I use a program that use a pid file. My question is when it is usefull to use a pid file?
Depending on the program, and whether it’s a properly written systemd service, you may find the pid file is not needed.
A pid or “process identifier” is typically used by a program that is running as a daemon or service. It contains the process id of the running instance program. If this particular program forks multiple instances of it and there is a lone number in the file it is usually the id of the parent over any of the children. In Unix/Linux et al, one can use the kill command to send signals of different types to the process and it trap it and it may take certain actions.

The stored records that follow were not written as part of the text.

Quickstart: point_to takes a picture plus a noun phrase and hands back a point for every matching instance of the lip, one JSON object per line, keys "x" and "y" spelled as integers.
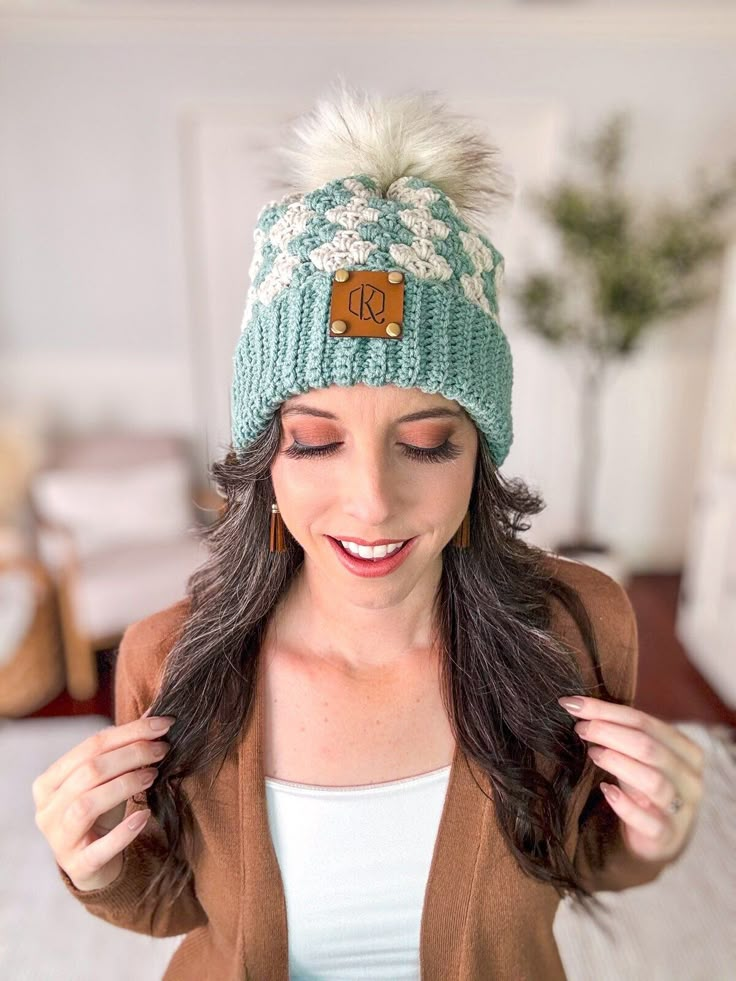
{"x": 370, "y": 570}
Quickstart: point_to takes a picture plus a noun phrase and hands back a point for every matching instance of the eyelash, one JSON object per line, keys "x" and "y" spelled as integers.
{"x": 447, "y": 451}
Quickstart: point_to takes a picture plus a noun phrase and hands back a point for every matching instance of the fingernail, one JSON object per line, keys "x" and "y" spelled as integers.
{"x": 571, "y": 704}
{"x": 138, "y": 820}
{"x": 162, "y": 722}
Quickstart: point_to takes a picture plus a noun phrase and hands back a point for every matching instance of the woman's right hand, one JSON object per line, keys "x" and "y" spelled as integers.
{"x": 81, "y": 799}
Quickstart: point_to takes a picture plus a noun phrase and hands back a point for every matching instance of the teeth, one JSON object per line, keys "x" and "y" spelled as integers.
{"x": 368, "y": 552}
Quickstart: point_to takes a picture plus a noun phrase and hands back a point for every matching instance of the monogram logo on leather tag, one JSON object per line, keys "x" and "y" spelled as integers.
{"x": 367, "y": 303}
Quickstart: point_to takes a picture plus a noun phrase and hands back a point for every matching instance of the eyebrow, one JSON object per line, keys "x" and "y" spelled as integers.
{"x": 412, "y": 417}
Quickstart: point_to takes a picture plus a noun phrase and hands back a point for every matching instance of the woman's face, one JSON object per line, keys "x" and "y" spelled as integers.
{"x": 382, "y": 477}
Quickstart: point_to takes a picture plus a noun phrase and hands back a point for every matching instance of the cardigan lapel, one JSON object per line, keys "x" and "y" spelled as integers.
{"x": 447, "y": 895}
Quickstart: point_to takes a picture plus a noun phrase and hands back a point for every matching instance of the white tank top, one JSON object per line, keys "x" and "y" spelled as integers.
{"x": 354, "y": 863}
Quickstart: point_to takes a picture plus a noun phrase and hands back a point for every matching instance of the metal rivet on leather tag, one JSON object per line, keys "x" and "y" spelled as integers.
{"x": 367, "y": 303}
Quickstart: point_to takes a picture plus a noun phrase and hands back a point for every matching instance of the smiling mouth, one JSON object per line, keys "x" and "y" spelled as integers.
{"x": 378, "y": 558}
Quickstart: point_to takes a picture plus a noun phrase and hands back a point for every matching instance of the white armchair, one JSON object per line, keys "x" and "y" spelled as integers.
{"x": 114, "y": 519}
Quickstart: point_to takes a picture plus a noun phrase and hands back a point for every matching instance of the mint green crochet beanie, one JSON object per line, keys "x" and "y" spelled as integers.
{"x": 388, "y": 187}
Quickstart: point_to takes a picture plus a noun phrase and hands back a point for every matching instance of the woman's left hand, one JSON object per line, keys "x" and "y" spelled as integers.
{"x": 660, "y": 774}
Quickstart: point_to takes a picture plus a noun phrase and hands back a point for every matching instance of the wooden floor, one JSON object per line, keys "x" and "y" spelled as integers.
{"x": 669, "y": 686}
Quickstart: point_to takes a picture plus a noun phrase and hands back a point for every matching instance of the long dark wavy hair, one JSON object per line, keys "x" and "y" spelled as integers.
{"x": 502, "y": 668}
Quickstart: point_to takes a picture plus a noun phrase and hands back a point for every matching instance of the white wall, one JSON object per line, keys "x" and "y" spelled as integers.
{"x": 105, "y": 266}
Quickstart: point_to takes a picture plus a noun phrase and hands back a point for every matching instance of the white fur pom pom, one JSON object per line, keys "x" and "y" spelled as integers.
{"x": 412, "y": 135}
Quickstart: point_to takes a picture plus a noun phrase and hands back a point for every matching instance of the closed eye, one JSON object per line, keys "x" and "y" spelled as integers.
{"x": 446, "y": 451}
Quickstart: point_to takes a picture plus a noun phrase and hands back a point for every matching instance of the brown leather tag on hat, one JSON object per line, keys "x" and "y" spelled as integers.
{"x": 366, "y": 303}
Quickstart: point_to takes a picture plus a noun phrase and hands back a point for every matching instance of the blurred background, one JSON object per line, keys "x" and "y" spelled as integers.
{"x": 135, "y": 157}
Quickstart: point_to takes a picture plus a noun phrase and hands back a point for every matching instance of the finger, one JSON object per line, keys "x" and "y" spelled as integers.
{"x": 100, "y": 769}
{"x": 657, "y": 785}
{"x": 82, "y": 814}
{"x": 639, "y": 744}
{"x": 626, "y": 715}
{"x": 88, "y": 861}
{"x": 112, "y": 737}
{"x": 649, "y": 823}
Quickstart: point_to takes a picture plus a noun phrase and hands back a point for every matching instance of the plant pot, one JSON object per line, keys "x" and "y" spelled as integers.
{"x": 598, "y": 555}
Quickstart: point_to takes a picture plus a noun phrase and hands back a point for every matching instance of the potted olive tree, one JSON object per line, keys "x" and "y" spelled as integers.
{"x": 626, "y": 270}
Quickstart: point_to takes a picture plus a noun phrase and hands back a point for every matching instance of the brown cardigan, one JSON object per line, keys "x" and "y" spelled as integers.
{"x": 482, "y": 917}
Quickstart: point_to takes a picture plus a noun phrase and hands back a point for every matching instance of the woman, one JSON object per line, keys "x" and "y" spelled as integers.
{"x": 372, "y": 771}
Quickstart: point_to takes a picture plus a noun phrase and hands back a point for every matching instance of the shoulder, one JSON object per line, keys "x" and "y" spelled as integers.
{"x": 145, "y": 645}
{"x": 612, "y": 619}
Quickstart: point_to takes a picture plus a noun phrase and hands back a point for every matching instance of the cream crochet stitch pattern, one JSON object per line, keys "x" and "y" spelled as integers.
{"x": 451, "y": 344}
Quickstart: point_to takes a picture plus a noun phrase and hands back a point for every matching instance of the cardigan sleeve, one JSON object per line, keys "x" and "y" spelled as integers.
{"x": 601, "y": 856}
{"x": 120, "y": 902}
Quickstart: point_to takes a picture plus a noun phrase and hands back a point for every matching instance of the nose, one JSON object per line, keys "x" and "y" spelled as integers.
{"x": 372, "y": 491}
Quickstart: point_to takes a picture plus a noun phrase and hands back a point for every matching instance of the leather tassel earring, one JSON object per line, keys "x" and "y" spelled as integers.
{"x": 461, "y": 538}
{"x": 277, "y": 540}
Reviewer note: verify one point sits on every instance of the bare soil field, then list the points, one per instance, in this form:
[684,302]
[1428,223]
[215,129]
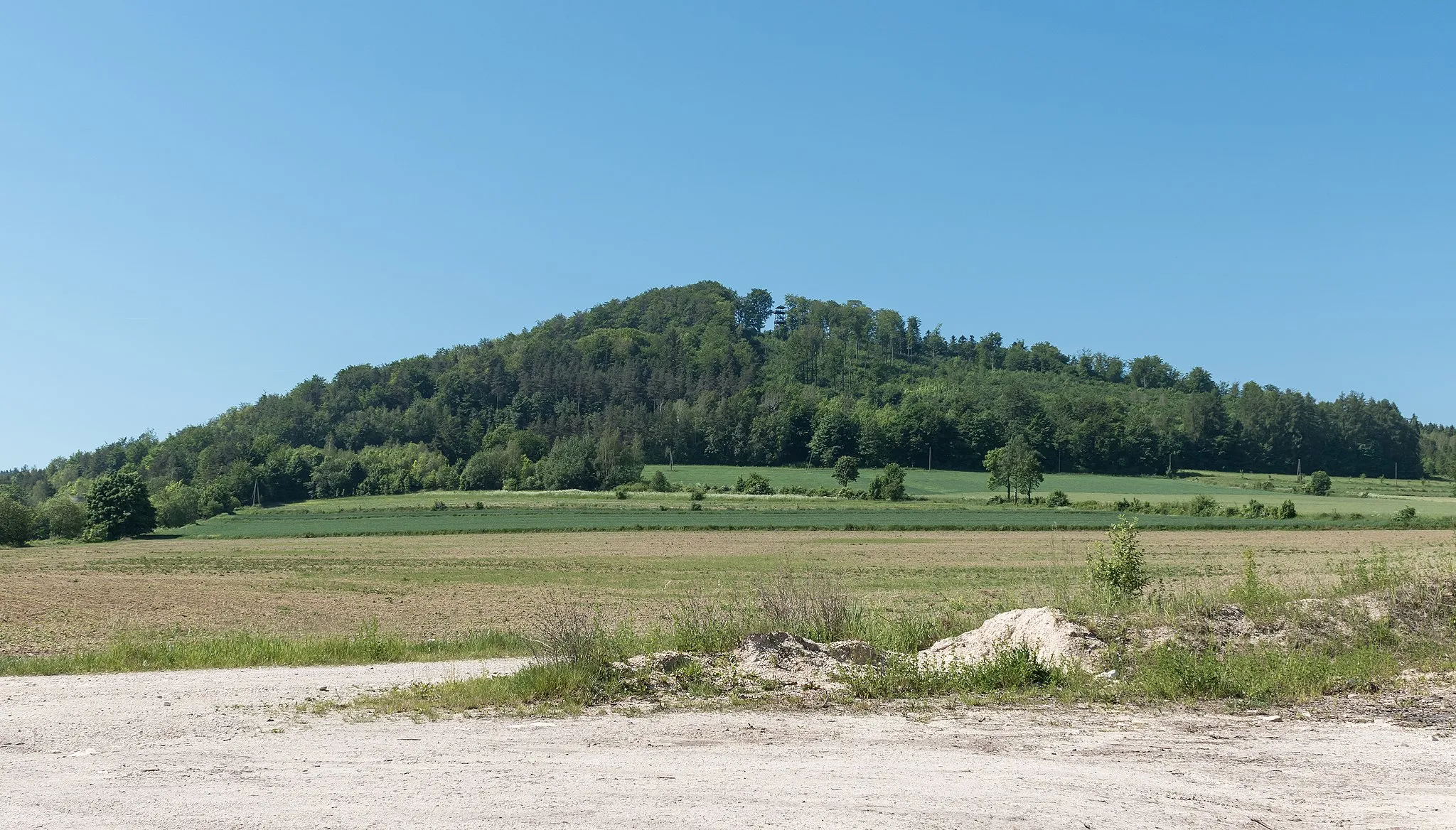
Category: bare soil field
[77,596]
[230,749]
[62,598]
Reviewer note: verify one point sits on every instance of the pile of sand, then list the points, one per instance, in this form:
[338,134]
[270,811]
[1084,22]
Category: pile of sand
[1056,640]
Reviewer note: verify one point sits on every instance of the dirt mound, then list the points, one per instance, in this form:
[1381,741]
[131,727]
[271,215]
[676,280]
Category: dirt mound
[1056,640]
[781,659]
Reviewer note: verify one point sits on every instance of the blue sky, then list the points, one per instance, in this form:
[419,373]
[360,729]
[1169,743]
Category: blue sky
[203,203]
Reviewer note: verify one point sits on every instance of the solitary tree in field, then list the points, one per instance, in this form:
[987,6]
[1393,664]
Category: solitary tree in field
[1025,473]
[118,506]
[996,466]
[846,469]
[1015,466]
[1318,484]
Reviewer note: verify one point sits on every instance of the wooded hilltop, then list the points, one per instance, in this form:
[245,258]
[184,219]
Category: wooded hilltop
[701,374]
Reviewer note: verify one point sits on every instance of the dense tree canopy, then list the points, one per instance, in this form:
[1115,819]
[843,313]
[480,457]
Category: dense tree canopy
[700,374]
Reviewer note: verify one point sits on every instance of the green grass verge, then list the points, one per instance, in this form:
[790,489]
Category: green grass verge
[140,653]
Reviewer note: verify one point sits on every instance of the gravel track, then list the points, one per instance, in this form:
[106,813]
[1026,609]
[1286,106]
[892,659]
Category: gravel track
[226,749]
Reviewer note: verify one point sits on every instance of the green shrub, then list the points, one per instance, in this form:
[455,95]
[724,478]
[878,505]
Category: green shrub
[753,484]
[1203,506]
[118,506]
[1318,484]
[1118,564]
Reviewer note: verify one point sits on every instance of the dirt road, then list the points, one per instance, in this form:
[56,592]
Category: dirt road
[225,749]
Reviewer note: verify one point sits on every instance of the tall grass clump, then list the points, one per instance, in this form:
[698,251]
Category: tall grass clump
[808,606]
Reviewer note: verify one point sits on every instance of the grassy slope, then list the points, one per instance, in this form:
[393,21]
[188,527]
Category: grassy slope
[944,500]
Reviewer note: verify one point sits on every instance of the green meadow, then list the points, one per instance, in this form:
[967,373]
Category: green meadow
[939,500]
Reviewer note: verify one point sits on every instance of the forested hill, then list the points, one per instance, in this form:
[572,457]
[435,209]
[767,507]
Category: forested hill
[701,374]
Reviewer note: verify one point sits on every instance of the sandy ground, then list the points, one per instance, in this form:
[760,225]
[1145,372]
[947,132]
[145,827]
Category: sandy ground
[226,749]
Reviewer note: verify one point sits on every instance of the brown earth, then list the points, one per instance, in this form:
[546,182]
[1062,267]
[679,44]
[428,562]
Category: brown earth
[57,598]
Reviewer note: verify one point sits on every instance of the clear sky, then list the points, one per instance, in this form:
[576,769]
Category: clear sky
[205,201]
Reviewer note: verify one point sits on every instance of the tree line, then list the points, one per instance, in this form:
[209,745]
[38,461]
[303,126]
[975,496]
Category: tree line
[701,374]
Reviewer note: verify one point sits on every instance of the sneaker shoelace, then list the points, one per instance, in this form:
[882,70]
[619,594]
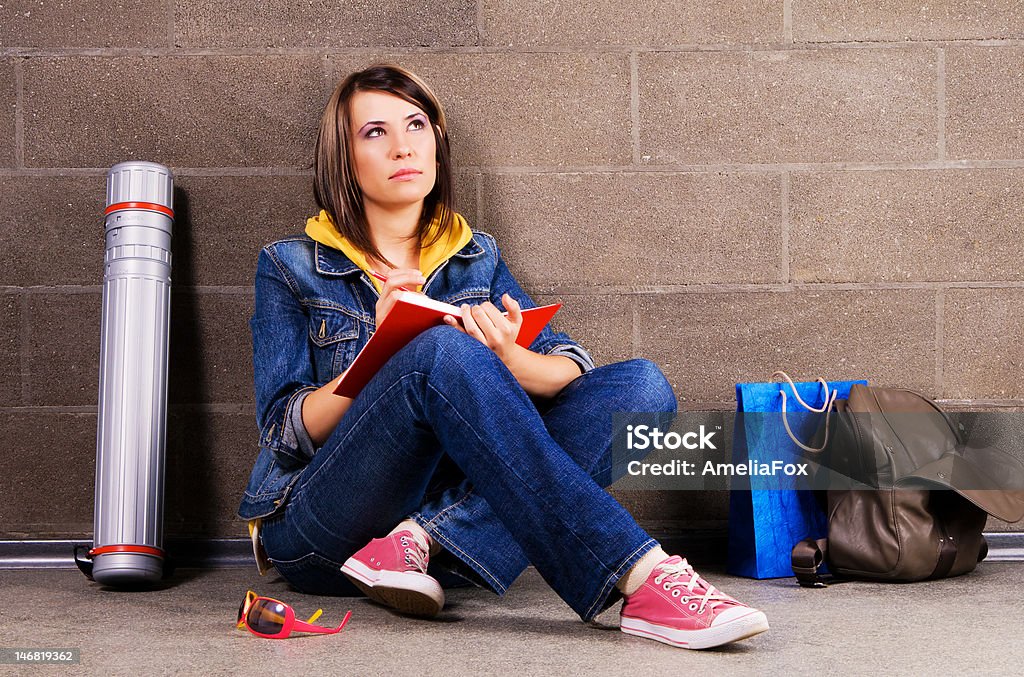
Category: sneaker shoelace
[416,556]
[673,573]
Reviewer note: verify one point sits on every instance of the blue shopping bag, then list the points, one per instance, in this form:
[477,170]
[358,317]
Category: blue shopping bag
[767,513]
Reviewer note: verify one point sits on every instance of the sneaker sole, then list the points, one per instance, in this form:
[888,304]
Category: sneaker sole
[415,594]
[741,628]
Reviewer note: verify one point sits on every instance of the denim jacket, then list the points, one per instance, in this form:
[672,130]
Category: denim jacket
[314,311]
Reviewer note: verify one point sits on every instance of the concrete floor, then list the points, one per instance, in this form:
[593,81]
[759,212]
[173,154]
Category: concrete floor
[969,625]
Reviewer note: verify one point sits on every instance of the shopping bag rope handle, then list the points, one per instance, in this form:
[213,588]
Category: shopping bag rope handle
[825,409]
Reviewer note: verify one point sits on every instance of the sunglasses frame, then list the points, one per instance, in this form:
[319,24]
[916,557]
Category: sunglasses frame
[290,625]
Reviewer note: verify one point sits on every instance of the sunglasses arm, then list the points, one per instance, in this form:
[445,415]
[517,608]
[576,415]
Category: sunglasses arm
[308,627]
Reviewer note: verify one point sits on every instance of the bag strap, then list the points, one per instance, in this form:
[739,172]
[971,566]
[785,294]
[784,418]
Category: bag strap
[825,409]
[806,560]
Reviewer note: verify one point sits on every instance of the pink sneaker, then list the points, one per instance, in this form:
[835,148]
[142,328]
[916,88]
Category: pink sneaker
[677,606]
[392,570]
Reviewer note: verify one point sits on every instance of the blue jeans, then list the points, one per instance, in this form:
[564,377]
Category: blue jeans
[445,435]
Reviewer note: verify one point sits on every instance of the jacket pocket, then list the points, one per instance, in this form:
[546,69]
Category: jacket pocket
[334,336]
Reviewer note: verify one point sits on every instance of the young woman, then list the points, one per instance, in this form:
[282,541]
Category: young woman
[466,453]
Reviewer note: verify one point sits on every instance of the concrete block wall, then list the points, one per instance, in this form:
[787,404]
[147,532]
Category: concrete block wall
[726,187]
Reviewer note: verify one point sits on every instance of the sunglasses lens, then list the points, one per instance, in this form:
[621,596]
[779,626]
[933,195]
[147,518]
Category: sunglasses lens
[266,617]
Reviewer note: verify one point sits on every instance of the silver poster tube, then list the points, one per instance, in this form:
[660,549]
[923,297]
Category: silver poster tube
[132,416]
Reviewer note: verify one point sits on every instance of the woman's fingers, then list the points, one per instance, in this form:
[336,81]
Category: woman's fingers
[452,321]
[515,310]
[488,320]
[470,324]
[396,280]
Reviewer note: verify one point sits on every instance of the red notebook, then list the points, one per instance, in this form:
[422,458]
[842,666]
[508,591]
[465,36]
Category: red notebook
[412,314]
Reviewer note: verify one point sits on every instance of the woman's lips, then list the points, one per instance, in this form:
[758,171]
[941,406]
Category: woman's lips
[404,175]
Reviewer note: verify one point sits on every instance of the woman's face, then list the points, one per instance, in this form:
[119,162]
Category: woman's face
[391,136]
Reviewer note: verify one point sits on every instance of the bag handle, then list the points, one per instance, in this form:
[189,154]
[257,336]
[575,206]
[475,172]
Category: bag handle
[825,409]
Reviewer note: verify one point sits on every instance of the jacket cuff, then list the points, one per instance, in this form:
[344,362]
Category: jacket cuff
[295,434]
[576,353]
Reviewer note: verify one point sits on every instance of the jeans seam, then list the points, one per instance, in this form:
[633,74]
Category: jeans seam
[608,583]
[366,413]
[522,481]
[434,519]
[438,536]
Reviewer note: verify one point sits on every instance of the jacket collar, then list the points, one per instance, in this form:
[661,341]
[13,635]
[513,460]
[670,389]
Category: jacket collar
[331,261]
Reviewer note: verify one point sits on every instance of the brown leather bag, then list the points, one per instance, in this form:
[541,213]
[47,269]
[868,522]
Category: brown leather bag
[916,504]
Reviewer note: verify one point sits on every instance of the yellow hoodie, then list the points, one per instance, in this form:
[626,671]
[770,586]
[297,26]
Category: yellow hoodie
[322,229]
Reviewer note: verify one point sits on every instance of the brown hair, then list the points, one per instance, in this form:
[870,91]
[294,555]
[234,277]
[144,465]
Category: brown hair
[335,185]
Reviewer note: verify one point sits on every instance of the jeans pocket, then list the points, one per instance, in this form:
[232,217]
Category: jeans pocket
[315,575]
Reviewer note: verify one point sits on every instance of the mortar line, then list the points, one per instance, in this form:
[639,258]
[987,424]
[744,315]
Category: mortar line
[635,106]
[479,24]
[502,49]
[635,330]
[787,22]
[931,165]
[479,201]
[785,263]
[940,95]
[19,113]
[26,343]
[940,331]
[172,18]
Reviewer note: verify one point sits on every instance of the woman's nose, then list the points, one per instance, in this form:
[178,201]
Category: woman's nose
[401,146]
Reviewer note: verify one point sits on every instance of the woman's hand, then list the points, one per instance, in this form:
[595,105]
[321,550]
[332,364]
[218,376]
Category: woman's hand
[486,324]
[408,278]
[544,376]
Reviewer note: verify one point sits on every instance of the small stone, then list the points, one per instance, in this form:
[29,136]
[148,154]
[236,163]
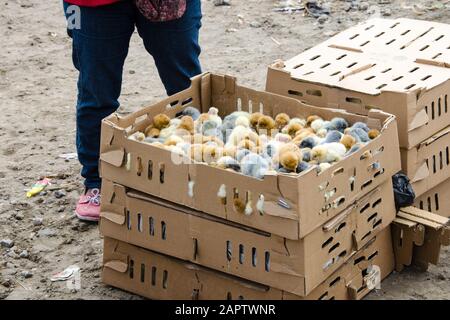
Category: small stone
[59,194]
[24,254]
[37,221]
[322,19]
[7,243]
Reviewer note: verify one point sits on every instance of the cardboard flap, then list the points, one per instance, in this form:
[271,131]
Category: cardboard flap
[421,173]
[113,157]
[419,120]
[117,265]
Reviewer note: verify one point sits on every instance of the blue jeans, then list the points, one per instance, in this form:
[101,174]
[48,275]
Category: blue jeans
[100,47]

A common on is “SIGHUP”, integer value 1 or the argument -HUP to the kill command, which tells the recipient to “hangup” and re-read the configuration file. This is less than SIGTERM / -TERM which means “terminate”. You may be familiar with -9 or -SIGKILL or -KILL which is untrappable and a receiving process will be ended by the kernel. The process can not do anything about it. A less known one is SIGSTOP, which can be trapped and the kernel will stop the process. When the same process receives SIGCONT it will continue. I have found this useful in certain situation such as receiving network connections to cause a stall and reproduce certain network conditions useful for debugging a service.
Useful trivia is that SIGHUP makes ‘bash’ save its command-line history (and propagate SIGHUP to its children) and exit, while with SIGTERM no history is saved when bash exits.
A pidfile has predictable (predetermined) name, so it is trivial to find (if it exists). Then one can “dereference” it to find the running process (that does not have predictable pid).